Buscar por 'Peso' Pode Gerar Resultados do Ozempic: Um Problema na Publicidade de Medicamentos
Um estudo recente destaca um problema potencial na publicidade online de medicamentos. Buscar por termos como 'perda de peso' pode gerar resultados para medicamentos como o Ozempic, mesmo que não sejam aprovados pela FDA para esse propósito específico, levantando preocupações sobre informações enganosas.
Buscar por 'Peso' Pode Gerar Resultados do Ozempic: Um Problema na Publicidade de Medicamentos
Se você já usou o Google para buscar soluções para "perda de peso", é bem possível que um dos resultados iniciais exibidos tenha sido um site promovendo o Ozempic.
No entanto, é importante observar que a Food and Drug Administration (FDA) não deu sinal verde ao Ozempic para perda de peso; seu uso aprovado é exclusivamente para o tratamento do Diabetes Tipo 2. Isso levanta a questão: por que ele aparece nesses resultados de busca?
A resposta está em uma prática chamada resultados de busca patrocinados. As empresas alocam recursos para mecanismos de busca para garantir que seus sites sejam classificados no topo dos resultados quando os usuários inserem palavras-chave ou frases específicas.

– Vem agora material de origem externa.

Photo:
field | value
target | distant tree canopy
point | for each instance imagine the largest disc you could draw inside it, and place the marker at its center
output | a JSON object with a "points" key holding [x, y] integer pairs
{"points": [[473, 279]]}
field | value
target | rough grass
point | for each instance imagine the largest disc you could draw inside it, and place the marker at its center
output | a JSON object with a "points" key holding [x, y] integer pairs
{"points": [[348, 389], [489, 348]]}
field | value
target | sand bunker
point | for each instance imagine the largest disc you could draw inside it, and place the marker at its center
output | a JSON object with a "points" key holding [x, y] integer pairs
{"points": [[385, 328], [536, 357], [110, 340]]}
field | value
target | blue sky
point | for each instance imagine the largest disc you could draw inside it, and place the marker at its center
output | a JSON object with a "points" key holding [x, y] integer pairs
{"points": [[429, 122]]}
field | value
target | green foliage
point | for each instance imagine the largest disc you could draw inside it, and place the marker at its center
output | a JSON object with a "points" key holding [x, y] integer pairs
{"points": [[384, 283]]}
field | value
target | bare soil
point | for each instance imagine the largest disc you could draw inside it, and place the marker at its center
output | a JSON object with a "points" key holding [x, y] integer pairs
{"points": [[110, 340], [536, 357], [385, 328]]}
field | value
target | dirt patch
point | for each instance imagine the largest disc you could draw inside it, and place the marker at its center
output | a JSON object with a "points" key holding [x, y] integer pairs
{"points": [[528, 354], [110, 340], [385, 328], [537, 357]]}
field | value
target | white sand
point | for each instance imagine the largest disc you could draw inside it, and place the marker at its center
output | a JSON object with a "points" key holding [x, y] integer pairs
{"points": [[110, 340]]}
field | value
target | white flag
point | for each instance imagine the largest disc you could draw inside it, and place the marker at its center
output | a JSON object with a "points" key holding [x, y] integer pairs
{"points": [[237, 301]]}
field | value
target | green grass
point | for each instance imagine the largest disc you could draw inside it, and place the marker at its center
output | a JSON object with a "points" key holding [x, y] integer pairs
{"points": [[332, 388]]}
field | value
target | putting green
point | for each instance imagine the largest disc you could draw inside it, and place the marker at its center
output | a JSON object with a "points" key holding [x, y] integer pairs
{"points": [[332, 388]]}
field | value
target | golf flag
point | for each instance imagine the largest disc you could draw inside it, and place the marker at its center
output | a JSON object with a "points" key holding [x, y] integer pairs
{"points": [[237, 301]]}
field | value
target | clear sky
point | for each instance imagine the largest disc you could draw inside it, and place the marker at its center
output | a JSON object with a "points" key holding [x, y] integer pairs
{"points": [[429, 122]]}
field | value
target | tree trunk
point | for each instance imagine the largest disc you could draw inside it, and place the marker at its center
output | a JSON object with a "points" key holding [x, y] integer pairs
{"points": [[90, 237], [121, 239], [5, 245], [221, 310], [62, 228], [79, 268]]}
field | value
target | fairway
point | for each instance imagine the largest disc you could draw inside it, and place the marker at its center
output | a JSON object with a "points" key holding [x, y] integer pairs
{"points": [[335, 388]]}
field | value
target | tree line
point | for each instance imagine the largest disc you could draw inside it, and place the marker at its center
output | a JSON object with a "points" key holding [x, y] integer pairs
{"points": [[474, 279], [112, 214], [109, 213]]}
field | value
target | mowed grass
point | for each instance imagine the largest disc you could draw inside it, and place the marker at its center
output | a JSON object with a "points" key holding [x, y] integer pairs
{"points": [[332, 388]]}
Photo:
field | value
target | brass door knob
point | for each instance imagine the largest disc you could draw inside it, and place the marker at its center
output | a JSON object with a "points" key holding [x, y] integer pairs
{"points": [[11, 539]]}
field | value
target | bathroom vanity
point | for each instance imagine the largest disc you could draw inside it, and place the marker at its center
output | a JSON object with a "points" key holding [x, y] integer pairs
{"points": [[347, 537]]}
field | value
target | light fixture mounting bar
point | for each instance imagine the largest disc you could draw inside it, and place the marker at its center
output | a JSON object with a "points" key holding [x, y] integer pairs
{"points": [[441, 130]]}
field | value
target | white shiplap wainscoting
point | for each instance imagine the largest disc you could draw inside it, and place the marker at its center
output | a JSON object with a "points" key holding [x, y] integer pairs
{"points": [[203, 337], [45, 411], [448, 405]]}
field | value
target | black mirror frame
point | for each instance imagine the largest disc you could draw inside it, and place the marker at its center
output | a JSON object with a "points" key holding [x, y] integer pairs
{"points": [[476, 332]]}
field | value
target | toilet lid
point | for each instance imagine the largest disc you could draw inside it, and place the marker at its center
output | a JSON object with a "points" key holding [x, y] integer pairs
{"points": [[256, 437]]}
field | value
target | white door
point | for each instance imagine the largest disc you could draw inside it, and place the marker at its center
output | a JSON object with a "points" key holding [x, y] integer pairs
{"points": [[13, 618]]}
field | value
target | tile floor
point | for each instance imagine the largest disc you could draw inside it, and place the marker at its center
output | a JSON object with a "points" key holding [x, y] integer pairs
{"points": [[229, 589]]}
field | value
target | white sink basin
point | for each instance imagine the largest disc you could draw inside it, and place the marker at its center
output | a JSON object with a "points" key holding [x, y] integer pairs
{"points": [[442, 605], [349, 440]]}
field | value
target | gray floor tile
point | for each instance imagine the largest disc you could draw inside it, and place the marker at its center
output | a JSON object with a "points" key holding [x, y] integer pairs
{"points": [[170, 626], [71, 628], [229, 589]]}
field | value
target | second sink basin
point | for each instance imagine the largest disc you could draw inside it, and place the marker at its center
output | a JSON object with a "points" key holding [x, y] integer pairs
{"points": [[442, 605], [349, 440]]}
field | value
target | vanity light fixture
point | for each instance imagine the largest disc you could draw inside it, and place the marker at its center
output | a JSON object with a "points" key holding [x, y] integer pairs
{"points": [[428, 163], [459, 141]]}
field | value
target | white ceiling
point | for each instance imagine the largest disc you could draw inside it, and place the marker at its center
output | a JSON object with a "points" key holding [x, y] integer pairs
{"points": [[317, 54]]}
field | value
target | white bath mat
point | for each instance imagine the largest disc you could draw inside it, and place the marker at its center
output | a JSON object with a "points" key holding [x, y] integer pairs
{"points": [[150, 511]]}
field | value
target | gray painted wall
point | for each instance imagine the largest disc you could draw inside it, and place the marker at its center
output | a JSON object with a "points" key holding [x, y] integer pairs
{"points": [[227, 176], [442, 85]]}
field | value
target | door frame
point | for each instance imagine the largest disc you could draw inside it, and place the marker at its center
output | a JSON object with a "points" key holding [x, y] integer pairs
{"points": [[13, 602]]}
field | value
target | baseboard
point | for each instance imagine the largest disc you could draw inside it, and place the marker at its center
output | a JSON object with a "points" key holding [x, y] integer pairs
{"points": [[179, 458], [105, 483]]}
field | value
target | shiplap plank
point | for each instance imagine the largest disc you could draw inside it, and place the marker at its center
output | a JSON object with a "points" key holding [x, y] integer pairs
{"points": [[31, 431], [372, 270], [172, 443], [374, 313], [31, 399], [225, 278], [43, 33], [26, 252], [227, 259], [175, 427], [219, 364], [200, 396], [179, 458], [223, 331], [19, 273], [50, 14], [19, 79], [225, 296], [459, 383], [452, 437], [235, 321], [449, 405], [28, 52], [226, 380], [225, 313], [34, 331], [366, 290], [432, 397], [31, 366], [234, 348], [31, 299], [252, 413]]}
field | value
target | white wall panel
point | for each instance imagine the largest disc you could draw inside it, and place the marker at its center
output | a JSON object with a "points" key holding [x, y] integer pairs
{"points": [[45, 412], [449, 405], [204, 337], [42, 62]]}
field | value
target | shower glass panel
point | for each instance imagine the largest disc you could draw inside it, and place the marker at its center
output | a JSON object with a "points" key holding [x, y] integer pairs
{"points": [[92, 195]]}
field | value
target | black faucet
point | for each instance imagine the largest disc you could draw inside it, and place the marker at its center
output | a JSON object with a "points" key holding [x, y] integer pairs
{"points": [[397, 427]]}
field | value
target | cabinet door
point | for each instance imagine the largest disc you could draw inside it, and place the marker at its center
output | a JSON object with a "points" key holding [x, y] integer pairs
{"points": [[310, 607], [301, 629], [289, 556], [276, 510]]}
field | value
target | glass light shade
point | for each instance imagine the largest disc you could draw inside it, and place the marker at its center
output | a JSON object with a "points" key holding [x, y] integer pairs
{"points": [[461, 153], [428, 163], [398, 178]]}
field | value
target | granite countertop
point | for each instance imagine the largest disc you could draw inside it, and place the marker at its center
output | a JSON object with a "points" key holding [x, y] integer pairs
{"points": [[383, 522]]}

Daniel Eisenkraft Klein, pesquisador da Harvard Medical School e do Brigham and Women's Hospital, especializado em terapêutica e direito, observou que os mecanismos de busca são frequentemente o primeiro recurso ao qual as pessoas recorrem para consultas relacionadas à saúde.
Ele explicou ainda que as empresas farmacêuticas aprenderam a aproveitar esse sistema por meio de anúncios de pagamento por clique, essencialmente pagando para chegar ao topo dos resultados de busca.
Normalmente, as empresas farmacêuticas enfrentam regulamentações rigorosas ao anunciar seus produtos em mídias tradicionais, como revistas ou televisão.
Essas regulamentações exigem a divulgação de riscos ou efeitos colaterais potenciais e proíbem a propaganda de um medicamento para condições não aprovadas, mesmo que os médicos ocasionalmente o prescrevam "off-label". O não cumprimento pode levar a repercussões da FDA, visando evitar anúncios enganosos que possam prejudicar os indivíduos.
Os resultados de busca patrocinados online, exibidos de forma proeminente no topo, não estão sujeitos à mesma supervisão rigorosa dos comerciais de TV. As leis atuais não se adaptaram ao cenário tecnológico em evolução. Aplicativos de monitoramento de saúde como o Shotlee podem ajudar a rastrear quaisquer efeitos colaterais de medicamentos.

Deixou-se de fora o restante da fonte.